Когда приступ прошел, Семен в изнеможении откинулся на подушку. Катя села на кровать и наклонилась так близко, что он мог разглядеть морщинки вокруг глаз, а потом прижалась к его исхудавшей щеке. На миг показалось, что мир замер, и сейчас они сядут в машину и поедут по извилистому серпантину над морем. Как раньше.
Катя тихонько всхлипнула.
– Не реви! – велел он.
– Я не реву.
– Нет, ревешь, а я не люблю спать на мокрой подушке.
Катя вытерла слезы и посмотрела в окно, где на ветру покачивало молодыми листьями апельсиновое дерево, словно приветствовало ее и прощалось с Семеном. И потом, когда застелют кровать, оно также будет смотреть в окно и кивать новому пациенту клиники, а Семена уже не будет. Вообще не будет. Никогда.

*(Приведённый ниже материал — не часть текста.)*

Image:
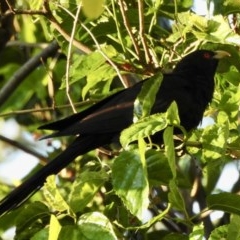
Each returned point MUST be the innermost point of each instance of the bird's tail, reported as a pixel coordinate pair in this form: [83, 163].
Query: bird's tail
[78, 147]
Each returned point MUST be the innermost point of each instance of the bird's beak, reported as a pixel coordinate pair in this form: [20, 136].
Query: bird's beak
[221, 54]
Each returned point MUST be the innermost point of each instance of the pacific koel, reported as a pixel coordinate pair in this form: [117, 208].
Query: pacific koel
[191, 85]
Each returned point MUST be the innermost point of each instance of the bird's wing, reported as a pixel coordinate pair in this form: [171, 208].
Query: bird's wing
[110, 115]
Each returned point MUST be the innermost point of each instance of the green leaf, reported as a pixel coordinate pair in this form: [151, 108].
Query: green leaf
[197, 232]
[169, 149]
[54, 228]
[219, 233]
[233, 232]
[130, 182]
[84, 189]
[214, 141]
[96, 226]
[158, 168]
[176, 198]
[27, 221]
[227, 202]
[53, 195]
[146, 98]
[93, 8]
[172, 114]
[143, 128]
[226, 7]
[41, 235]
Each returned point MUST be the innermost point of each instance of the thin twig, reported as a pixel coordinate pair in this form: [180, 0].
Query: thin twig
[29, 111]
[20, 75]
[142, 31]
[128, 28]
[100, 50]
[104, 55]
[69, 56]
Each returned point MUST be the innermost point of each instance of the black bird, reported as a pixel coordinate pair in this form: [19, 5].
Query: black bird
[191, 85]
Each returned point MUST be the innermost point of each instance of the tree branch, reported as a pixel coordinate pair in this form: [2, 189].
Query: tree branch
[20, 75]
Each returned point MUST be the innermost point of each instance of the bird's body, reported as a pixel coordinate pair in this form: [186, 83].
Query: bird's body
[191, 85]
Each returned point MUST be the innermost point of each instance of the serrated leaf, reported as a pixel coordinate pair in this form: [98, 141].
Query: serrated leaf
[214, 141]
[53, 195]
[169, 149]
[143, 128]
[158, 168]
[130, 182]
[227, 202]
[85, 188]
[96, 226]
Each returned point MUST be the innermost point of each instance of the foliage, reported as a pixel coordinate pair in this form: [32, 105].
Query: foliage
[102, 51]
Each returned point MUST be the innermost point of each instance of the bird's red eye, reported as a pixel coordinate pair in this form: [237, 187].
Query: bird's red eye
[207, 55]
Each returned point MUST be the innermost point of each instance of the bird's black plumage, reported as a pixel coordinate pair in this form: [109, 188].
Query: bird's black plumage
[191, 85]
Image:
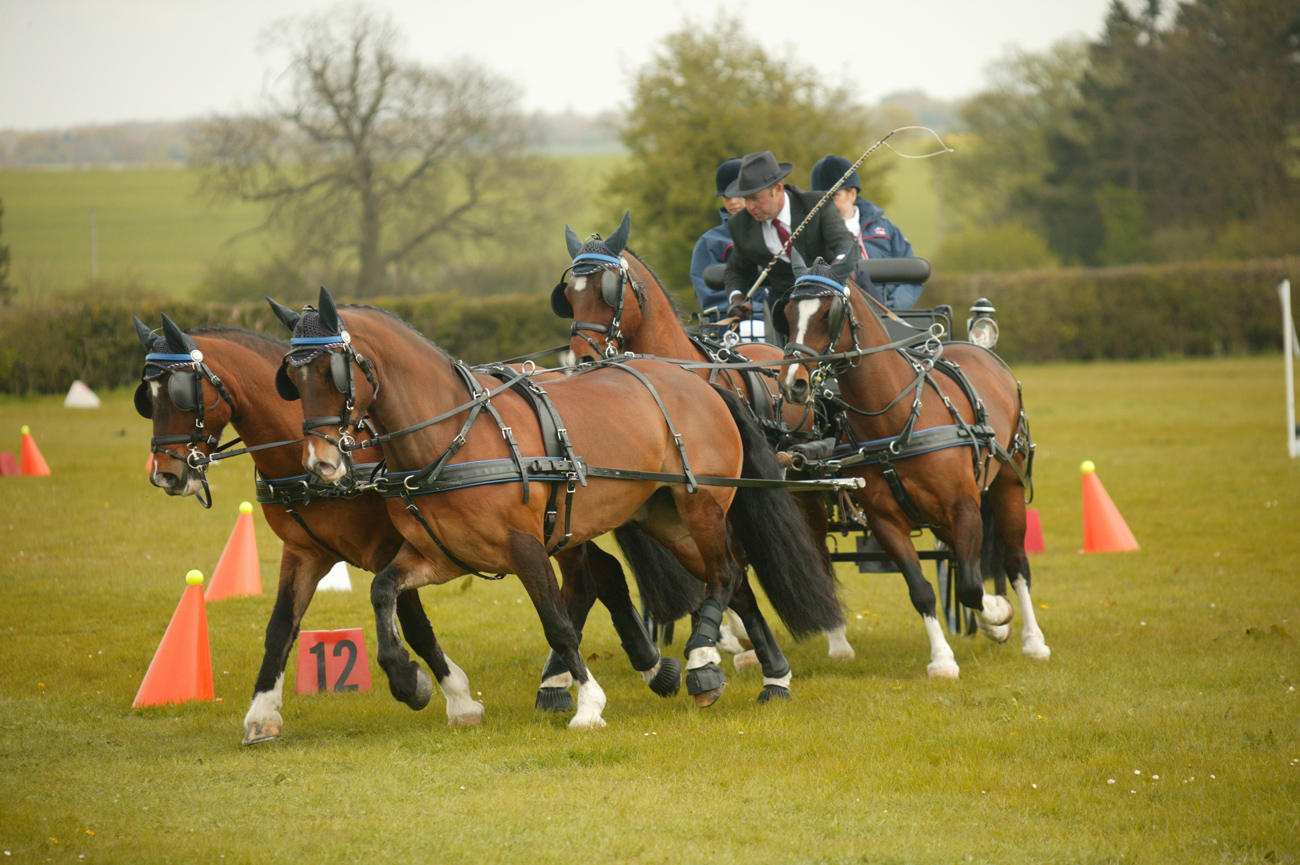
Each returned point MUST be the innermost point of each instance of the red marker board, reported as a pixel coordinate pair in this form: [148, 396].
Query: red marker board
[332, 662]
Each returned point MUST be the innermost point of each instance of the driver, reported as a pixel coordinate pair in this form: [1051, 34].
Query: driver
[878, 237]
[763, 229]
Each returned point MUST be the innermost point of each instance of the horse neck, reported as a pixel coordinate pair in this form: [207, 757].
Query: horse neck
[416, 383]
[661, 331]
[260, 415]
[878, 377]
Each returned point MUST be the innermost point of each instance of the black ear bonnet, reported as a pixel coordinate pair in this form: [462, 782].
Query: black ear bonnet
[596, 255]
[819, 281]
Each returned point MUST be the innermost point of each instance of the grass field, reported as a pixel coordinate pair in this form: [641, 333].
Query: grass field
[1165, 727]
[155, 230]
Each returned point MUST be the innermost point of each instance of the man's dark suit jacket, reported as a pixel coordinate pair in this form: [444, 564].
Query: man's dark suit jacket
[824, 236]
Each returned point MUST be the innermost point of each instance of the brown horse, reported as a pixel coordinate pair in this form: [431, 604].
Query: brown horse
[416, 396]
[971, 496]
[332, 527]
[633, 312]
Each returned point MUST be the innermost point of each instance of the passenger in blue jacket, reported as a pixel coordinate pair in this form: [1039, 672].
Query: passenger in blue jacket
[715, 245]
[878, 236]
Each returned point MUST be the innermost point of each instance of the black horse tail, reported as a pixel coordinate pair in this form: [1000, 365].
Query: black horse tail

Об этом «никогда» можно думать, но осознать нельзя, тем более когда человек еще смотрит на тебя с затаенной в глазах болью, дышит. Живет.
Дверь без стука открылась, в палату вошла сухопарая дама с короткой стрижкой и мелким, хищным лицом, делавшим ее похожей на грызуна.
– Катерина приехала. Что-то ты раздалась, голубушка, – вместо приветствия произнесла она.